Upcoming Talks

2025-08-13 11:00:00 | America/New_York

Yang Liu MIT EECS & CSAIL

Seeing Beyond Limits with Physics-Informed Priors

Conventional imaging systems face inherent dimensionality and visibility limits, primarily because image sensors are typically two-dimensional, and light tends to diffuse on rough surfaces or scatter within complex media. In this talk, I will reframe imaging systems through the lens of optical encoding and neural decoding, presenting my key contributions aimed at transcending the traditional limits of dimensionality and visibility.
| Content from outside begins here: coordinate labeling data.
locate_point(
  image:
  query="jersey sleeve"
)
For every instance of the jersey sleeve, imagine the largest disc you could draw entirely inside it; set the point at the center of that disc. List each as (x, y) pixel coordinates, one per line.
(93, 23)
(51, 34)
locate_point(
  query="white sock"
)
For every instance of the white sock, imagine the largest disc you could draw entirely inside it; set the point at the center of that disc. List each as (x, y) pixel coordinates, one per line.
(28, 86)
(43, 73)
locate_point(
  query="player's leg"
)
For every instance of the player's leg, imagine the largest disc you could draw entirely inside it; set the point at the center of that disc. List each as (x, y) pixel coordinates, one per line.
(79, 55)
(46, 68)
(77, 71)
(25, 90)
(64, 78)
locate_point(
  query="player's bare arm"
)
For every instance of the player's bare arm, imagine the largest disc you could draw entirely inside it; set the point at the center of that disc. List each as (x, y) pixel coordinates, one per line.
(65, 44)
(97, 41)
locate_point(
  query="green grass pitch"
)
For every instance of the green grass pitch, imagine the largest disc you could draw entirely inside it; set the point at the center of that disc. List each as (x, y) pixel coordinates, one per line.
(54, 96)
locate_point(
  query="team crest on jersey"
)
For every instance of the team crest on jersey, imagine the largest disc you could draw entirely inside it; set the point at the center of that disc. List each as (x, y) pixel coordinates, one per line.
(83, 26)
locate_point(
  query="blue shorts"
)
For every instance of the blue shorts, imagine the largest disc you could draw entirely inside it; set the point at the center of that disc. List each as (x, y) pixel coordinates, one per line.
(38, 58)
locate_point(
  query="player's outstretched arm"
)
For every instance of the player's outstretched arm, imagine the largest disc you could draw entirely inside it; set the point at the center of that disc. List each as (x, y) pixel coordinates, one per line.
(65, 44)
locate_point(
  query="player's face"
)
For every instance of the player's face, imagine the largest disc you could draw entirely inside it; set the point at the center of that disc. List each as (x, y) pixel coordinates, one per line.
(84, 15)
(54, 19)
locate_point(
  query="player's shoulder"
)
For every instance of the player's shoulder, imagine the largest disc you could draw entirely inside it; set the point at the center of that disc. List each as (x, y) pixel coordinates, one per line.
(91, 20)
The idea is modelling the forward physical process and iteratively optimizing it with deep denoisers as visual priors, where eventually the priors are physics-informed. First, I introduce Privacy Dual Imaging, which reveals the privacy risk that ambient light sensors embedded in most smart devices could capture images of the scene in front of the screen. This idea of seeing the invisible from subtle intensity fluctuations is inspired by George Orwell’s novel 1984, wherein Big Brother is watching you through a two-way telescreen, and it closely relates to incoherent lensless imaging and non-line-of-sight imaging. Second, I present Snapshot Compressive Imaging, which encodes multiple temporal, spectral, or angular frames into a single measurement captured by a standard two-dimensional sensor. By learning high-dimensional visual priors from image or video data, we can efficiently reconstruct the original higher-dimensional data cube at scale. Lastly, I show that large AI models, particularly diffusion models, can serve as generic visual priors for both cases and beyond. I aim to push the boundaries of imaging and sensing within relevant domains of AI for science and healthcare (with an example).

Speaker's Bio

Yang Liu is a final-year PhD student working on Computational Imaging, Generative AI, and AI for Health at MIT EECS and CSAIL with Prof. Fredo Durand. He is excited about seeing, making, and connecting (almost) anything. He emphasizes the co-design of AI algorithms and hardware systems for imaging and sensing beyond the native capability of visual sensors. His work has been published on Nature Materials, Science Advances, IEEE TPAMI, CVPR, and Photonics Research; featured on Forbes, WIRED, Fox News, and Ars Technica; contributed to a W3C working draft. He is an MIT Presidential Fellow and a Takeda Fellow.
The Optics and Quantum Electronics Seminar Series is supported by the Research Laboratory of Electronics (RLE) and the Department of Electrical Engineering and Computer Science (EECS).